The eigen equation for the covariance matrix can be expressed as follows: \[\begin{align*} \mathbf{C}\mathbf{w} &= \lambda \mathbf{w} \\ \mathbf{w}^T\mathbf{C}\mathbf{w} &= \mathbf{w}^T\lambda \mathbf{w}\\ \therefore \lambda &= \mathbf{w}^T\mathbf{C}\mathbf{w} \hspace{2em} \{\mathbf{w}^T\mathbf{w} = 1\} \\ \lambda &= \frac{1}{n} \sum _{i=1} ^{n} (\mathbf{x}_i^T\mathbf{w})^2 \\ \end{align*}\]

Hence, the mean of the dataset being zero, \(\lambda\) represents the variance captured by the eigenvector \(\mathbf{w}\).

A commonly accepted heuristic suggests that PCA should capture at least 95% of the variance. If the first \(k\) eigenvectors capture the desired variance, it can be stated as: \[ \frac{\displaystyle \sum _{j=1} ^{k} \lambda_j}{\displaystyle \sum _{i=1} ^{d} \lambda_i} \ge 0.95 \]

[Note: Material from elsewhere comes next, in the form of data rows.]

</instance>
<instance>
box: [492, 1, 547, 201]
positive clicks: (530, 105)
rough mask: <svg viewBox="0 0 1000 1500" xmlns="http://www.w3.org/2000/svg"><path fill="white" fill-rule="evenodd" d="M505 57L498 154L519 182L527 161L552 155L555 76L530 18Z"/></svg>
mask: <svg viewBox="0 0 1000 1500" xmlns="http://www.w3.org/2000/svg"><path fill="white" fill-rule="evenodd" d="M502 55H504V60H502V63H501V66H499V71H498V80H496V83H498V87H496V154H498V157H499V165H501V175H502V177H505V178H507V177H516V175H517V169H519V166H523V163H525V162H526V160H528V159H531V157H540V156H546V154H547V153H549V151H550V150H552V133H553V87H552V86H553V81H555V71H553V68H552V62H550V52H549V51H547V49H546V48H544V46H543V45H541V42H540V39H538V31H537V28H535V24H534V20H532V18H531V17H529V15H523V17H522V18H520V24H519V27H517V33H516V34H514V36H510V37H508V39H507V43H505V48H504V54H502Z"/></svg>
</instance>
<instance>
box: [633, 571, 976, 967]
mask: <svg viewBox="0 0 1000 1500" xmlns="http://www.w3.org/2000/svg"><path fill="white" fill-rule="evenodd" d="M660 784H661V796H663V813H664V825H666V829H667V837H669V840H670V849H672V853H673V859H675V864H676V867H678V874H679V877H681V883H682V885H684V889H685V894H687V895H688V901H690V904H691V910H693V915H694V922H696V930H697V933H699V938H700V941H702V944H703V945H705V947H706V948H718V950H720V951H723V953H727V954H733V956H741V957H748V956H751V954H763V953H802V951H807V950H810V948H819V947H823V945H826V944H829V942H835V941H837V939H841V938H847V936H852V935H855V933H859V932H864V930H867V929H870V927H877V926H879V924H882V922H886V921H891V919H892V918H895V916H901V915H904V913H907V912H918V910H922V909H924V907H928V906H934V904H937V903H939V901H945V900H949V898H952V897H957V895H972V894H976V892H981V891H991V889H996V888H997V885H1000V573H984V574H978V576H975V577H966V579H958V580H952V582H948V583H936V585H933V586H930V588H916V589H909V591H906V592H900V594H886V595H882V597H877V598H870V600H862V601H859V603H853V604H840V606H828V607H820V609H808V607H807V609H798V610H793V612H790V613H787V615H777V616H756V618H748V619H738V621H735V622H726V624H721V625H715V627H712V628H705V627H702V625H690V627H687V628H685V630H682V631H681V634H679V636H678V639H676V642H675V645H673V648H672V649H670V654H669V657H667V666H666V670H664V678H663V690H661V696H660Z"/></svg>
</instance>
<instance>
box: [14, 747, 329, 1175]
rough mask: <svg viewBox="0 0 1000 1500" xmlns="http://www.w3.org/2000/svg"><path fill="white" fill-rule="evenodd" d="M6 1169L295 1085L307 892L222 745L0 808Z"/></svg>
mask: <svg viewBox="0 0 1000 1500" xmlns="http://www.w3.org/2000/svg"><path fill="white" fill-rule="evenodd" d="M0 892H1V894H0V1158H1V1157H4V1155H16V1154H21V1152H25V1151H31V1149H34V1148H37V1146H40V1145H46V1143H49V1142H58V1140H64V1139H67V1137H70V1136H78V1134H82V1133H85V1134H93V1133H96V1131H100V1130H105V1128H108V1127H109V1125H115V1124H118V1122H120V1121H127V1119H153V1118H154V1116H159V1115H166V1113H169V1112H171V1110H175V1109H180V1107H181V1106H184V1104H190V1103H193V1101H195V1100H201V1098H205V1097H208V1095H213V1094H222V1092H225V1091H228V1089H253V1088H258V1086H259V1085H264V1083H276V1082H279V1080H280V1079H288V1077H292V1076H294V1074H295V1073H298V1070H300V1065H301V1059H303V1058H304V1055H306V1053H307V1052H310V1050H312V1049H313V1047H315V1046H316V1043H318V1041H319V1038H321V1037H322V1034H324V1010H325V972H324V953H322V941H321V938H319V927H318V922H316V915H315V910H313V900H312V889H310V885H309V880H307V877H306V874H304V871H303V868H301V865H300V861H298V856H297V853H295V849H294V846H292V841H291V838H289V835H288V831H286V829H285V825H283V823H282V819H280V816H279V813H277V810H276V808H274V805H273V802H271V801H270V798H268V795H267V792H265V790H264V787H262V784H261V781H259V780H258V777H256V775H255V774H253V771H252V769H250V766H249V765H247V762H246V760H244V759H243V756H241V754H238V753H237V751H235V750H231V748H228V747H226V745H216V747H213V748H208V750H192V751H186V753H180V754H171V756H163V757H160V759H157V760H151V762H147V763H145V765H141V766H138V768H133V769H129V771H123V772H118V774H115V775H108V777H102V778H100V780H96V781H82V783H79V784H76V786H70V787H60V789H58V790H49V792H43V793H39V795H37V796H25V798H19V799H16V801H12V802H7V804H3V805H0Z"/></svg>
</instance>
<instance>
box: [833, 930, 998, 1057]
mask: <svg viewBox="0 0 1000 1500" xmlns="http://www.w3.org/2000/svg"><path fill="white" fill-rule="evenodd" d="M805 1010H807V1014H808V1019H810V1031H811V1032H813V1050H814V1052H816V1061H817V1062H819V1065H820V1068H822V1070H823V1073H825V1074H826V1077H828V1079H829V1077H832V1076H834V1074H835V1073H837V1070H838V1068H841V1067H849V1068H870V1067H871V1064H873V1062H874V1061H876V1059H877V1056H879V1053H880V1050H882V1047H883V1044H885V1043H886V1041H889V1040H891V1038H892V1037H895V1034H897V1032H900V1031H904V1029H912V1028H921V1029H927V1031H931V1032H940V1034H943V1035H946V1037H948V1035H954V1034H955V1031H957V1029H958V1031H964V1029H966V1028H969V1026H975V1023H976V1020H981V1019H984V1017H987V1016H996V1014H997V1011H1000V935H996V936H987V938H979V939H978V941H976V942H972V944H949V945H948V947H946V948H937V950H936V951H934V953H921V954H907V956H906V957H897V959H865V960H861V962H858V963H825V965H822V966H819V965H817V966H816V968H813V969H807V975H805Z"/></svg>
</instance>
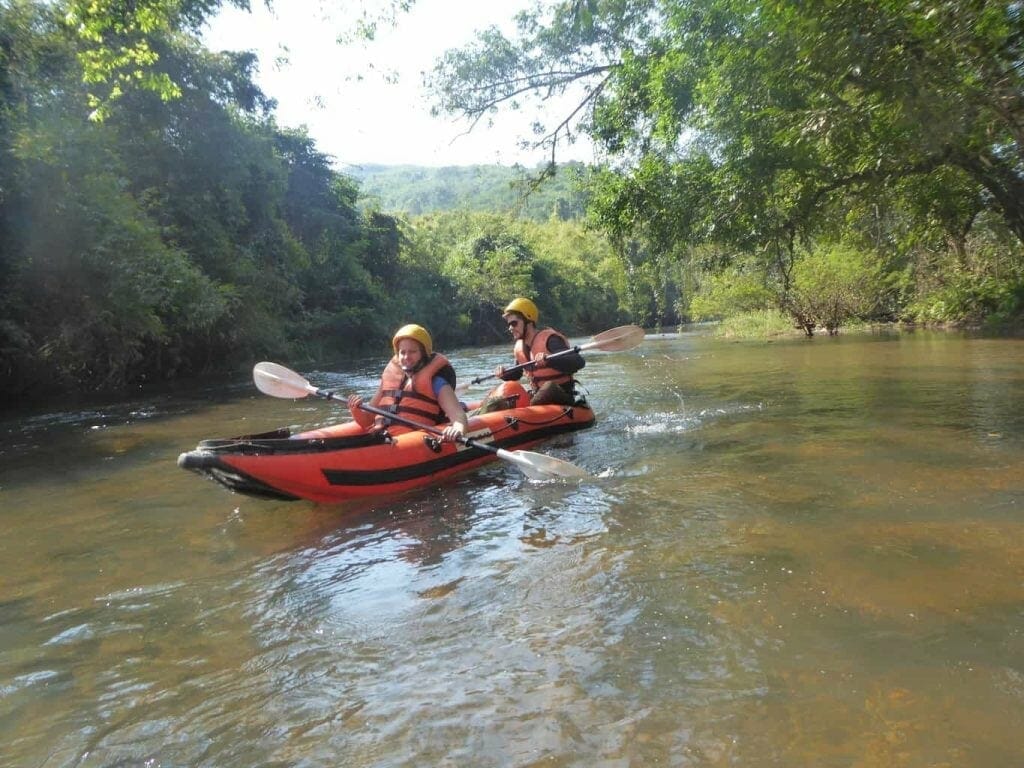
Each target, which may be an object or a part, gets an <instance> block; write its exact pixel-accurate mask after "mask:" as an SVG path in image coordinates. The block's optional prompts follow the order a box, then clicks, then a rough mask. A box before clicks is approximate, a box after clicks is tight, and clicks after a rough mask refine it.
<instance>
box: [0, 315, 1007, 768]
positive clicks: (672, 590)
mask: <svg viewBox="0 0 1024 768" xmlns="http://www.w3.org/2000/svg"><path fill="white" fill-rule="evenodd" d="M446 351H447V352H449V353H450V356H451V357H452V358H453V361H454V362H455V364H456V366H457V368H458V369H459V371H460V372H461V373H462V375H463V378H464V379H465V378H469V377H471V376H473V375H476V374H479V373H483V372H486V371H489V370H492V368H493V366H494V365H495V364H496V362H497V361H499V360H504V359H505V357H506V355H507V353H508V350H507V348H505V347H493V348H487V349H468V350H446ZM588 360H589V362H588V366H587V368H586V369H585V371H584V372H583V374H582V377H581V378H582V380H583V381H584V383H585V385H586V388H587V390H588V392H589V398H590V400H591V402H592V404H593V406H594V408H595V411H596V412H597V415H598V423H597V425H596V426H595V427H594V428H593V429H590V430H587V431H584V432H579V433H575V434H573V435H566V436H563V437H559V438H556V439H555V440H552V441H550V442H547V443H544V444H542V445H540V446H537V447H536V449H532V450H535V451H537V452H542V453H547V454H550V455H551V456H555V457H558V458H560V459H563V460H565V461H569V462H572V463H574V464H578V465H580V466H582V467H585V468H586V469H588V470H590V471H591V472H592V473H594V474H595V475H596V479H595V480H594V481H593V482H587V483H583V484H578V483H567V482H565V481H561V480H558V481H552V482H543V483H538V482H534V481H530V480H527V479H526V478H525V477H524V476H523V475H522V474H520V473H519V472H518V471H517V470H516V469H515V468H514V467H513V466H511V465H509V464H505V463H502V462H499V463H496V464H493V465H489V466H487V467H485V468H483V469H481V470H478V471H476V472H473V473H470V474H468V475H463V476H460V477H459V478H457V479H455V480H453V481H450V482H447V483H445V484H442V485H438V486H435V487H431V488H426V489H422V490H419V492H414V493H410V494H407V495H403V496H398V497H391V498H384V499H378V500H373V501H360V502H358V503H350V504H345V505H333V506H332V505H315V504H311V503H307V502H292V503H287V502H271V501H261V500H256V499H250V498H246V497H241V496H237V495H233V494H231V493H230V492H228V490H226V489H224V488H222V487H220V486H219V485H216V484H214V483H212V482H210V481H208V480H206V479H204V478H202V477H200V476H199V475H196V474H193V473H190V472H185V471H182V470H180V469H178V468H177V466H176V465H175V460H176V458H177V456H178V454H179V453H180V452H182V451H186V450H189V449H191V447H194V446H195V444H196V443H197V442H198V441H199V440H200V439H201V438H206V437H225V436H230V435H234V434H242V433H252V432H256V431H261V430H266V429H271V428H275V427H279V426H293V427H302V428H306V427H311V426H316V425H324V424H330V423H333V422H335V421H337V420H338V419H341V418H347V416H346V414H347V412H345V411H344V410H343V409H342V408H341V407H339V406H337V404H335V403H331V402H327V401H324V400H312V399H309V400H297V401H292V400H278V399H273V398H269V397H266V396H264V395H261V394H260V393H259V392H258V391H256V389H255V387H254V386H253V385H252V383H251V381H244V382H239V383H238V384H237V385H234V386H231V387H227V388H208V389H202V390H197V389H193V390H189V391H182V392H181V393H180V394H175V395H173V396H161V397H153V398H151V399H140V400H137V401H131V402H123V403H120V404H117V406H112V407H102V408H96V409H94V410H76V411H73V412H60V411H57V410H53V411H50V412H46V413H39V412H34V413H32V414H16V413H8V414H7V415H6V416H5V417H4V419H3V421H2V423H0V429H2V430H3V436H4V439H3V444H2V449H0V766H18V767H19V768H20V767H22V766H33V767H35V766H39V767H43V766H45V767H47V768H49V767H50V766H153V767H157V766H217V767H218V768H225V767H230V766H246V767H249V766H341V765H343V766H346V767H347V768H360V767H362V766H496V767H497V766H522V767H524V768H525V767H527V766H530V767H531V766H586V767H587V768H598V767H601V768H603V767H608V768H612V767H613V768H626V767H630V768H632V767H638V766H844V767H845V766H857V767H860V768H874V767H878V768H883V767H889V766H911V767H916V766H921V767H925V766H956V767H958V768H963V767H967V766H978V767H982V766H985V767H988V766H998V767H1001V766H1018V765H1024V341H1021V340H1014V339H981V338H967V337H965V336H962V335H956V334H933V333H922V332H918V333H903V334H898V333H877V334H866V333H865V334H852V333H851V334H848V335H843V336H840V337H839V338H834V339H828V338H815V339H812V340H805V339H797V338H794V339H791V340H782V341H775V342H771V343H765V342H728V341H724V340H720V339H716V338H713V337H712V336H710V335H708V334H707V333H705V332H701V331H692V332H687V333H684V334H681V335H675V334H673V335H665V336H651V337H648V338H647V339H646V340H645V341H644V343H643V344H642V345H641V346H640V347H638V348H636V349H634V350H631V351H629V352H621V353H609V354H599V353H592V354H590V355H589V356H588ZM279 361H280V362H283V364H285V365H289V361H288V360H279ZM382 364H383V360H366V361H364V362H358V364H352V365H351V366H349V367H348V370H346V371H343V372H340V373H333V374H329V373H326V372H316V371H302V373H303V375H305V376H307V377H308V378H309V379H310V380H311V381H312V382H313V383H315V384H317V385H321V386H330V387H335V388H337V389H338V390H340V391H350V390H356V391H361V392H364V393H365V394H367V393H369V392H370V391H371V390H372V387H373V377H374V376H375V375H377V374H378V373H379V369H380V366H381V365H382Z"/></svg>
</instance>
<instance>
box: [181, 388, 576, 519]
mask: <svg viewBox="0 0 1024 768" xmlns="http://www.w3.org/2000/svg"><path fill="white" fill-rule="evenodd" d="M593 424H594V412H593V411H592V410H591V409H590V408H589V407H588V406H587V403H586V402H584V401H580V402H578V403H577V404H573V406H525V407H522V408H512V409H509V410H504V411H495V412H492V413H487V414H482V415H479V416H472V417H471V418H470V420H469V432H468V434H467V437H468V438H471V439H470V440H469V441H468V443H451V442H449V443H445V442H441V441H440V439H439V438H438V437H437V435H436V434H435V433H434V432H435V431H436V430H428V429H423V430H418V429H416V430H410V431H404V430H401V433H400V434H399V433H397V432H398V431H400V430H398V429H395V430H393V431H394V432H395V433H392V432H390V431H385V432H383V433H382V432H370V433H368V432H366V431H364V430H362V429H361V428H360V427H359V426H358V424H356V423H355V422H346V423H344V424H339V425H337V426H332V427H328V428H325V429H316V430H312V431H308V432H300V433H298V434H295V435H293V434H291V432H290V430H288V429H281V430H276V431H273V432H264V433H262V434H253V435H244V436H241V437H231V438H226V439H208V440H202V441H201V442H200V443H199V445H198V446H197V447H196V450H194V451H188V452H186V453H184V454H181V456H179V457H178V466H179V467H181V468H182V469H188V470H193V471H196V472H199V473H200V474H203V475H206V476H207V477H209V478H211V479H213V480H216V481H217V482H219V483H220V484H221V485H224V486H226V487H228V488H230V489H231V490H234V492H238V493H240V494H246V495H248V496H255V497H259V498H264V499H281V500H289V501H295V500H299V499H307V500H310V501H315V502H339V501H344V500H346V499H355V498H358V497H368V496H376V495H379V494H390V493H395V492H401V490H409V489H411V488H416V487H421V486H424V485H429V484H432V483H435V482H437V481H439V480H443V479H445V478H447V477H451V476H452V475H454V474H457V473H460V472H464V471H466V470H470V469H475V468H477V467H479V466H481V465H483V464H487V463H489V462H493V461H495V460H496V459H498V453H505V452H508V451H514V450H517V449H522V447H526V446H529V445H534V444H536V443H538V442H540V441H542V440H545V439H548V438H550V437H553V436H555V435H559V434H564V433H566V432H574V431H577V430H580V429H586V428H587V427H590V426H593ZM469 443H482V444H483V446H482V447H479V446H475V445H473V444H469ZM485 447H486V449H487V450H484V449H485ZM495 449H503V450H504V451H503V452H497V453H496V452H495ZM569 466H571V465H569Z"/></svg>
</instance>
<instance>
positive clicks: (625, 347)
mask: <svg viewBox="0 0 1024 768" xmlns="http://www.w3.org/2000/svg"><path fill="white" fill-rule="evenodd" d="M643 337H644V331H643V329H642V328H640V326H620V327H618V328H612V329H611V330H610V331H604V332H603V333H599V334H598V335H597V336H595V337H594V340H593V341H591V342H588V343H587V344H583V345H581V347H580V348H581V349H600V350H601V351H604V352H623V351H625V350H627V349H632V348H633V347H635V346H637V345H638V344H639V343H640V342H641V341H643Z"/></svg>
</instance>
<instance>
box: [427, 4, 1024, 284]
mask: <svg viewBox="0 0 1024 768" xmlns="http://www.w3.org/2000/svg"><path fill="white" fill-rule="evenodd" d="M1022 14H1024V10H1022V7H1021V5H1020V3H1018V2H1015V1H1014V0H997V1H995V2H985V3H968V4H964V3H942V2H925V3H904V2H896V1H895V0H868V1H866V2H865V1H863V0H840V1H839V2H823V1H821V0H819V1H817V2H810V3H786V2H771V3H764V2H759V1H755V0H695V1H693V2H682V1H681V0H647V1H646V2H629V3H627V2H623V1H622V0H570V1H566V2H561V3H559V4H557V5H555V6H553V7H549V9H547V10H545V9H543V8H541V9H538V10H535V11H531V12H526V13H522V14H520V15H519V17H518V37H517V38H515V39H508V38H506V37H504V36H503V35H502V34H501V33H499V32H498V31H497V30H489V31H487V32H485V33H484V34H482V35H481V36H480V37H479V39H478V41H477V43H476V44H475V45H474V46H471V47H467V48H465V49H463V50H457V51H449V52H447V53H446V54H445V56H444V57H443V58H442V59H441V60H440V61H439V62H438V65H437V67H436V69H435V71H434V73H433V79H432V87H433V89H434V92H435V96H436V100H437V104H438V109H439V110H441V111H445V112H450V113H457V114H461V115H464V116H466V117H468V118H470V119H472V120H479V119H482V118H483V117H485V116H488V115H489V114H490V113H492V112H494V111H495V110H497V108H498V106H499V105H502V104H511V105H516V104H517V103H519V102H520V100H521V99H522V98H523V97H524V95H526V94H532V95H535V96H537V97H538V98H548V97H551V96H553V95H560V94H563V93H565V92H566V91H567V89H570V88H577V92H578V93H580V94H581V96H580V99H579V100H578V101H577V102H575V103H574V105H573V106H572V108H570V110H569V111H568V114H567V115H566V116H565V117H564V120H563V121H562V122H560V123H558V124H556V125H555V126H554V127H549V126H543V127H542V128H541V132H540V133H539V142H540V143H541V144H543V145H546V146H548V147H550V148H551V150H552V152H553V153H554V152H555V150H556V148H557V145H558V142H559V141H561V140H565V139H566V138H567V137H569V136H570V135H571V133H572V131H573V130H584V131H587V132H588V133H590V135H591V136H592V137H593V138H594V139H595V141H596V142H597V143H598V145H599V146H601V147H603V148H604V151H605V152H606V153H607V155H608V157H609V159H610V160H611V161H612V163H613V164H614V166H615V171H616V172H614V173H608V174H605V175H604V176H603V177H602V178H601V179H599V180H598V182H597V187H598V193H597V196H596V202H595V205H594V208H595V211H596V214H597V218H598V220H599V221H600V222H601V223H602V225H603V226H604V227H605V228H606V229H607V230H609V231H611V232H613V233H618V234H623V236H625V234H629V233H637V232H639V233H641V234H642V236H643V237H644V238H645V239H647V240H648V242H650V243H653V244H654V245H656V246H657V247H659V248H663V249H664V248H665V247H667V246H668V245H670V244H674V243H677V242H684V243H690V244H694V243H699V242H712V241H717V242H719V243H732V244H734V245H736V246H739V247H740V248H744V249H751V250H757V251H758V252H759V253H761V254H762V256H763V258H764V259H765V261H766V262H772V263H774V264H775V265H776V268H777V269H778V270H779V271H780V272H782V273H785V272H786V271H787V270H788V269H791V268H792V259H793V253H794V247H795V244H796V243H797V241H798V239H800V238H808V237H811V236H812V234H813V233H814V232H815V230H816V229H817V228H819V227H821V226H823V225H824V224H825V223H826V222H827V219H828V211H829V207H830V206H831V205H833V204H834V203H835V201H836V200H837V198H840V197H843V198H845V197H848V196H859V197H870V196H872V195H874V194H877V191H878V190H879V189H884V188H891V187H893V185H895V184H897V183H898V182H899V181H900V180H902V179H909V178H921V179H925V180H927V181H928V182H929V183H930V184H931V185H932V186H938V185H939V184H940V183H942V181H943V180H944V179H945V178H946V177H947V176H948V174H949V173H950V172H952V173H955V174H958V176H959V177H961V178H962V179H963V183H961V184H958V185H957V186H958V187H959V188H961V195H963V196H965V197H966V198H967V199H969V200H970V201H972V202H977V201H980V202H981V205H982V206H983V207H984V208H986V209H990V210H993V211H995V212H997V213H998V214H999V215H1000V216H1002V217H1004V219H1005V220H1006V222H1007V225H1008V226H1009V227H1010V228H1011V229H1012V230H1013V231H1014V232H1016V234H1017V237H1018V238H1019V239H1024V170H1022V169H1024V133H1022V131H1024V95H1022V93H1024V87H1022V86H1024V81H1022V78H1024V70H1022V69H1021V67H1020V62H1021V60H1022V59H1024V28H1022V25H1024V20H1022Z"/></svg>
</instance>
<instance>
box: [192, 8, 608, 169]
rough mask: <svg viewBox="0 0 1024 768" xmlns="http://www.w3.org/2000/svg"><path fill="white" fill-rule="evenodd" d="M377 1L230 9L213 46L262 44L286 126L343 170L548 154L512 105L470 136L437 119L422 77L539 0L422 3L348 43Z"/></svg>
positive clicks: (452, 125)
mask: <svg viewBox="0 0 1024 768" xmlns="http://www.w3.org/2000/svg"><path fill="white" fill-rule="evenodd" d="M370 2H372V0H369V2H368V0H364V3H358V2H352V1H351V0H349V1H348V2H346V0H278V1H276V2H275V3H274V8H273V9H272V10H268V9H267V8H266V7H265V6H264V4H263V3H262V2H260V1H259V0H253V2H252V6H253V7H252V11H251V12H248V11H241V10H239V9H237V8H233V7H228V6H224V7H223V8H222V10H221V11H220V13H219V14H218V15H217V16H216V17H215V18H214V19H212V22H211V23H210V24H209V25H208V28H207V30H206V33H205V35H204V41H205V42H206V45H207V46H208V47H209V48H211V49H213V50H252V51H255V52H256V53H257V55H258V56H259V74H258V76H257V79H256V80H257V83H258V84H259V86H260V87H261V88H262V90H263V92H264V93H266V94H267V95H268V96H270V97H271V98H274V99H275V100H276V101H278V108H276V110H275V113H274V114H275V117H276V120H278V123H279V125H282V126H285V127H290V128H296V127H299V126H301V125H304V126H305V127H306V129H307V130H308V133H309V135H310V136H311V137H312V138H313V139H314V140H315V142H316V145H317V147H318V148H319V150H321V152H324V153H326V154H327V155H330V156H332V157H333V159H334V161H335V163H336V164H337V165H339V166H346V165H364V164H383V165H400V164H413V165H422V166H447V165H475V164H483V165H485V164H501V165H513V164H515V163H519V164H521V165H524V166H527V167H532V166H535V165H537V164H538V163H542V162H545V161H546V160H548V159H549V153H547V152H545V151H543V150H531V151H523V150H521V148H520V147H519V140H520V139H523V138H529V135H530V134H529V130H528V128H529V123H530V122H531V117H530V116H527V115H526V114H525V113H523V114H520V113H516V112H511V111H503V112H501V113H499V114H498V115H497V116H495V117H494V121H493V122H494V125H493V126H489V127H488V126H487V125H486V124H485V121H480V122H479V123H478V124H477V125H476V126H475V127H474V128H473V130H472V131H471V132H470V133H468V134H466V131H467V129H468V127H469V124H468V123H467V122H466V121H462V120H460V119H458V118H454V117H449V116H445V117H437V118H433V117H431V116H430V102H429V100H428V95H427V93H426V91H425V90H424V88H423V85H422V80H423V78H422V73H423V72H428V71H430V70H431V69H432V67H433V62H434V60H435V59H436V58H438V57H439V56H440V55H441V53H443V51H444V50H446V49H447V48H455V47H462V46H464V45H465V44H467V43H469V42H471V41H472V40H473V37H474V33H475V32H476V31H478V30H482V29H485V28H487V27H490V26H499V27H500V28H502V30H503V31H505V32H506V34H511V33H512V32H513V31H514V25H513V16H514V15H515V13H516V12H517V11H518V10H520V9H522V8H524V7H526V6H527V5H529V0H416V3H415V4H414V6H413V8H412V10H411V11H409V12H407V13H400V14H399V15H398V17H397V25H396V26H395V27H394V28H391V27H388V26H386V25H385V26H382V27H381V28H380V29H379V32H378V35H377V38H376V40H374V41H373V42H370V43H364V42H359V43H350V44H348V45H342V44H340V43H338V42H337V38H338V36H339V35H341V34H344V33H346V32H349V31H350V30H351V29H352V19H353V6H355V7H358V6H360V5H362V4H370ZM346 6H347V8H348V11H349V12H348V14H345V13H344V12H343V11H344V9H345V7H346ZM371 63H373V66H374V68H375V69H374V70H370V69H369V68H370V65H371ZM360 73H362V74H364V75H365V77H364V79H362V80H358V79H357V75H358V74H360ZM367 73H370V74H367ZM388 73H395V74H397V78H396V79H393V80H394V82H390V81H389V80H388V79H387V78H385V75H386V74H388ZM558 160H559V162H563V161H568V160H582V161H585V162H587V161H591V160H593V153H592V151H591V148H590V144H589V143H587V142H586V140H585V139H583V138H581V140H579V141H578V142H577V143H575V144H573V145H572V146H565V147H562V145H561V144H559V152H558Z"/></svg>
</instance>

Thus, the higher the variance captured, the lower the error incurred.

P.C.A. Algorithm

The Principal Component Analysis algorithm can be summarized as follows for a centered dataset \(\{\mathbf{x}_1, \mathbf{x}_2, \ldots, \mathbf{x}_n\}\) where \(\mathbf{x}_i \in \mathbb{R}^{d}\), and \(\mathbf{C}\) represents its covariance matrix:

  • Step 1: Find the eigenvalues and eigenvectors of \(\mathbf{C}\). Let \(\{\lambda_1, \lambda_2, \ldots, \lambda_d \}\) be the eigenvalues arranged in descending order, and \(\{\mathbf{w}_1, \mathbf{w}_2, \ldots, \mathbf{w}_d \}\) be their corresponding eigenvectors of unit length.

  • Step 2: Calculate \(k\), the number of top eigenvalues and eigenvectors required, based on the desired variance to be covered.

  • Step 3: Project the data onto the eigenvectors and obtain the desired representation as a linear combination of these projections.

The dataset depicted in the diagram has two principal components: the green vector represents the first PC, whereas the red vector corresponds to the second PC.

In essence, PCA is a dimensionality reduction technique that identifies feature combinations that are de-correlated (independent of each other).